United Airlines has long had the most restrictive basic economy fare for domestic flights among the major domestic airlines, refusing to give passengers even a carry-on bag. But its basic economy offering for many flights to Europe was a hidden gem. Until now.
Starting today, United will no longer allow free seat assignment for basic economy fares on certain flights across the Atlantic, CNBC reports. It’s part of the airline’s refreshed basic economy fare for flights to Europe. United is also moving to a tiered pricing model for seat selection, where “preferred seating” in the main economy cabin with some extra legroom will cost more.
Basic economy passengers flying United on many European routes will still get a free carry-on. And they will be able to purchase a seat in advance to avoid a boarding-time seat assignment, though those preferred seats will be off-limits. United says pricing will start at $12 each way.
These moves put United in line with both Delta and American Airlines, neither of which offered advanced seat assignment as basic economy spread across the globe. Stateside, Delta has always offered basic economy passengers a carry-on bag, while American changed things up to follow Delta’s lead this summer. United has never allowed carry-on baggage for basic economy fares, and says it never will.
Yet despite that strict stance, United’s basic economy fare for trans-Atlantic flights had been the most generous by far. These have been some of the cheapest fares to get to Europe and back. The ability to pick your own seat and bring on a carry on onboard was refreshing.
Here’s a full rundown of the new terms for trans-Atlantic basic economy fares with United starting today:
- Free carry on and personal item
- No advanced seat assignment (can pay to purchase a seat in advance)

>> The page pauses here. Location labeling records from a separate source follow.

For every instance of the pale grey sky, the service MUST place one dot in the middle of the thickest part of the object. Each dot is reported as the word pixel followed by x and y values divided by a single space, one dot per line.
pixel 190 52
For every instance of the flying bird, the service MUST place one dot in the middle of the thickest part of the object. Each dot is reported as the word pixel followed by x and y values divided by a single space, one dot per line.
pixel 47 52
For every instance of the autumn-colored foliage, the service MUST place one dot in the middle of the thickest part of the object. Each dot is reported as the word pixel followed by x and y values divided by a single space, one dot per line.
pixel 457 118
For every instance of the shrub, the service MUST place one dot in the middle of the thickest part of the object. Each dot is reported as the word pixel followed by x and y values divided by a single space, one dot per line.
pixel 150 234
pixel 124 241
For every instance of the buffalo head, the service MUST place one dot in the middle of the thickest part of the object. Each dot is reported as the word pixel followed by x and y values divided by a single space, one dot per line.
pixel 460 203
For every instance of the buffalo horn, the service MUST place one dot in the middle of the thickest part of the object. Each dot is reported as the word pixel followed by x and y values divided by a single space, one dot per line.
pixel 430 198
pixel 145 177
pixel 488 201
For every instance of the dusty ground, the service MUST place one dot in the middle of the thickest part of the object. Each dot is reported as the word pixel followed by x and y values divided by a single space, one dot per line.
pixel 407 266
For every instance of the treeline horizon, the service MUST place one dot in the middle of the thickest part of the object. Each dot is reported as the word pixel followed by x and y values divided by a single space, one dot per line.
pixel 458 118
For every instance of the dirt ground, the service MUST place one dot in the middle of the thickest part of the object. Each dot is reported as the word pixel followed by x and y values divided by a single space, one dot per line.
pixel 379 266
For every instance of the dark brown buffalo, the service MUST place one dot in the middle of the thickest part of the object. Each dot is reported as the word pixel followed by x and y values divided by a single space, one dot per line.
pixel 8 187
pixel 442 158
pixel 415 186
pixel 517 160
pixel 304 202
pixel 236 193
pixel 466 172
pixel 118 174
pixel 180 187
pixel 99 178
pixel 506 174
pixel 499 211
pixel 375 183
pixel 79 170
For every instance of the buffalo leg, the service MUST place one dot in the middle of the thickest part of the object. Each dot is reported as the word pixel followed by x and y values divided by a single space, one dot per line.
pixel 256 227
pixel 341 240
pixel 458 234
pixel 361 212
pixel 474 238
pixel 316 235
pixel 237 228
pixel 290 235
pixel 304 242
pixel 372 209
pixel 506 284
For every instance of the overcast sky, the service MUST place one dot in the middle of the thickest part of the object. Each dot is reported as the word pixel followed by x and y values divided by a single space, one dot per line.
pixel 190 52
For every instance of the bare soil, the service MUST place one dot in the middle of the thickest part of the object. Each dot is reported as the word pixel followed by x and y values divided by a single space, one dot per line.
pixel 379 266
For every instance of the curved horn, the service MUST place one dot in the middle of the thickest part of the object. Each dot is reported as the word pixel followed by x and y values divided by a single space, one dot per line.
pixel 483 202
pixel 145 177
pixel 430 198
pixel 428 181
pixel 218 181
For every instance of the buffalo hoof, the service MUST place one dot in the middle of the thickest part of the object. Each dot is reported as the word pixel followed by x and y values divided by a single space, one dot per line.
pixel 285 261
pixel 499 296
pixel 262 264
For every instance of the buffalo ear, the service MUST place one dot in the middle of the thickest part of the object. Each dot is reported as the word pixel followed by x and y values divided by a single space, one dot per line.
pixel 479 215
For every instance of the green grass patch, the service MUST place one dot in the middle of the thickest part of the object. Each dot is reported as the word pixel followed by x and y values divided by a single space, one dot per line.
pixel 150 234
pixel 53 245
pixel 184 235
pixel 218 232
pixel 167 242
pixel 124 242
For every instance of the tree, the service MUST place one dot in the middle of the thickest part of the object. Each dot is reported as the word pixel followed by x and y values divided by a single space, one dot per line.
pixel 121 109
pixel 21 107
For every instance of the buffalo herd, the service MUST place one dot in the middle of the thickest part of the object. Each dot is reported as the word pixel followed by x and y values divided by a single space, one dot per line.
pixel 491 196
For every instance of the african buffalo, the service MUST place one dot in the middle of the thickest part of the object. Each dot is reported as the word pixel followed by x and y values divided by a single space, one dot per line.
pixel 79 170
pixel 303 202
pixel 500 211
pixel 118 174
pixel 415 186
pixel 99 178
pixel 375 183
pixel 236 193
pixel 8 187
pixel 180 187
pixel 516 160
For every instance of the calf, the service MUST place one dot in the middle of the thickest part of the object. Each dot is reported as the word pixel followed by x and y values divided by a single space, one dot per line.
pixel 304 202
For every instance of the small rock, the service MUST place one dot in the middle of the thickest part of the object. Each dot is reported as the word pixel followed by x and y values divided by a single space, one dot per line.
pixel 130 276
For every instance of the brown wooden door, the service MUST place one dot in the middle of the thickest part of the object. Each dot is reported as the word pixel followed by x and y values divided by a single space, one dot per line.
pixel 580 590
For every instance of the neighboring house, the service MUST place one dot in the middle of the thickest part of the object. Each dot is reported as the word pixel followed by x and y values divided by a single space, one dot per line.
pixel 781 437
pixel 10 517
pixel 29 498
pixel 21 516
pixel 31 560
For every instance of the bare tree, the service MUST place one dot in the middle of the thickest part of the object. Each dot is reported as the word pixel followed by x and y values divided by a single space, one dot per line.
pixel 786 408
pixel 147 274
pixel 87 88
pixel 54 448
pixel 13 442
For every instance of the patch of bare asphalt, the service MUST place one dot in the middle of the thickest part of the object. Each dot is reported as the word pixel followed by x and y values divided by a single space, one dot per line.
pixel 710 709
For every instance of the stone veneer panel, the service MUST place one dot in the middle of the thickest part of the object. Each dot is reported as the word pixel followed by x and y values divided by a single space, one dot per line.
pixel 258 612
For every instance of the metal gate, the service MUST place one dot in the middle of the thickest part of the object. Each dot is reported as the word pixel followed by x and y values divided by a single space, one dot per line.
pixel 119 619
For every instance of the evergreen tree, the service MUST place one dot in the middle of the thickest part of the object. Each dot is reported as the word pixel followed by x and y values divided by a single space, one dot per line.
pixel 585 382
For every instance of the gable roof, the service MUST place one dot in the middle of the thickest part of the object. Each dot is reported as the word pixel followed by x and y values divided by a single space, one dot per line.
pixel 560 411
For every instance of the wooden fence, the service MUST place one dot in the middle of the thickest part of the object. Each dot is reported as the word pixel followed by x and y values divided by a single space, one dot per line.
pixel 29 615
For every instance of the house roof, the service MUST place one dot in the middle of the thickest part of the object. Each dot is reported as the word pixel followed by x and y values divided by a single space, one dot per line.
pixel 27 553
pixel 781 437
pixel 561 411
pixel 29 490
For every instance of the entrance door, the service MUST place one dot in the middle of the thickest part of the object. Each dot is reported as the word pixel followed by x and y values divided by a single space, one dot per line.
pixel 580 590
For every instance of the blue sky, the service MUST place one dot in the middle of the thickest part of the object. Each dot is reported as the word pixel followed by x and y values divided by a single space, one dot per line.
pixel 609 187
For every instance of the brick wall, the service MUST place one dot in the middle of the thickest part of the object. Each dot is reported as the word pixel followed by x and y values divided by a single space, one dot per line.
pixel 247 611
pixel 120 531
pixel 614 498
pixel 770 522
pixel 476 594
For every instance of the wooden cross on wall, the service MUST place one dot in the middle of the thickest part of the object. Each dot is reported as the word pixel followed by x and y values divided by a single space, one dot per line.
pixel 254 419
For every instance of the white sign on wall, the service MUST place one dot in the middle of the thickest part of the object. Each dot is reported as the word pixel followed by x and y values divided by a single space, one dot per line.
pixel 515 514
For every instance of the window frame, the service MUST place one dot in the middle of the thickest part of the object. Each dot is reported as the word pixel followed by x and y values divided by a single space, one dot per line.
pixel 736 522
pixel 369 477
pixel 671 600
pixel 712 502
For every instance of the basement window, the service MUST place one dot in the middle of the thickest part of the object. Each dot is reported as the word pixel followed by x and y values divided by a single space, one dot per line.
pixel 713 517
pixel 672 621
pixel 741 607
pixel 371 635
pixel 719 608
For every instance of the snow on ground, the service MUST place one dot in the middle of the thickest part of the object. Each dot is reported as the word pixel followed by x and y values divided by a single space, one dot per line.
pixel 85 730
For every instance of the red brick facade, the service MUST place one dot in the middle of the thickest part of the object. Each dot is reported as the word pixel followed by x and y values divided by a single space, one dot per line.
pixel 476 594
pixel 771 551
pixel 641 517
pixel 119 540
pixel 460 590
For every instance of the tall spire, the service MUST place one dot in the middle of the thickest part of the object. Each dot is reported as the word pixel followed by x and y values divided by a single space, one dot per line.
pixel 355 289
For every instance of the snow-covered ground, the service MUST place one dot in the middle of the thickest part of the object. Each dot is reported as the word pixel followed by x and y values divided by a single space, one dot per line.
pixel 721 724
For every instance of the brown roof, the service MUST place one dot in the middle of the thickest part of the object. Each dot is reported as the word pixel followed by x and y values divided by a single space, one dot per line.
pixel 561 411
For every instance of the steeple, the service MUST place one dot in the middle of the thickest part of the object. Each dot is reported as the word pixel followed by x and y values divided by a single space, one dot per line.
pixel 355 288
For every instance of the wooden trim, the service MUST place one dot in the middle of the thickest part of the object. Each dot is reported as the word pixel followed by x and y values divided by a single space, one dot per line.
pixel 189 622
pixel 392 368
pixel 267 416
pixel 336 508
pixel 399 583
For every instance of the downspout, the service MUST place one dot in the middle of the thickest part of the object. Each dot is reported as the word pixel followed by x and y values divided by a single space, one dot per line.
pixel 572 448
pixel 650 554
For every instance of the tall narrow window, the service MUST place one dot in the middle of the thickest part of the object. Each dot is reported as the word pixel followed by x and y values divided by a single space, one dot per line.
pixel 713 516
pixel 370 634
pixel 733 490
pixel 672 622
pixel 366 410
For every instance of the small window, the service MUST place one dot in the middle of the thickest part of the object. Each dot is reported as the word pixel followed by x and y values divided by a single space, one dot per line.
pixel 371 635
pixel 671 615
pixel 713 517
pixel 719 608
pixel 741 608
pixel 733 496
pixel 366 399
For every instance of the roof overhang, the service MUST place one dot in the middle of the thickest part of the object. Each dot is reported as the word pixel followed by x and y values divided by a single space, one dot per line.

- No free checked bags (first bag is $60 each way, second is $100 each way)
- Non-changeable and non-refundable (at least after the 24-hour cancellation rule expires)
- Ineligible for upgrades, Economy plus or preferred Economy seating
- Now earns status credits at half the rate of economy (50% of the elite-qualifying miles and .5 elite-qualifying segments)
For road warriors chasing status with United, this change might be a good thing. But for the average traveler, it’s bad news.
United’s basic economy offering for flights to Europe has been downright humane. The ability to bring a carry-on and pick a seat in advance made it the best of the big three domestic airlines. It was one of the best cheap ways to get to Europe.
But now Delta, American, and United are all in alignment. That’s not a surprise, but it’s still a disappointment.
It was good while it lasted. Somehow, United managed to offer the best basic economy fares to Europe while selling the worst basic economy tickets domestically. It was only a matter of time before that changed.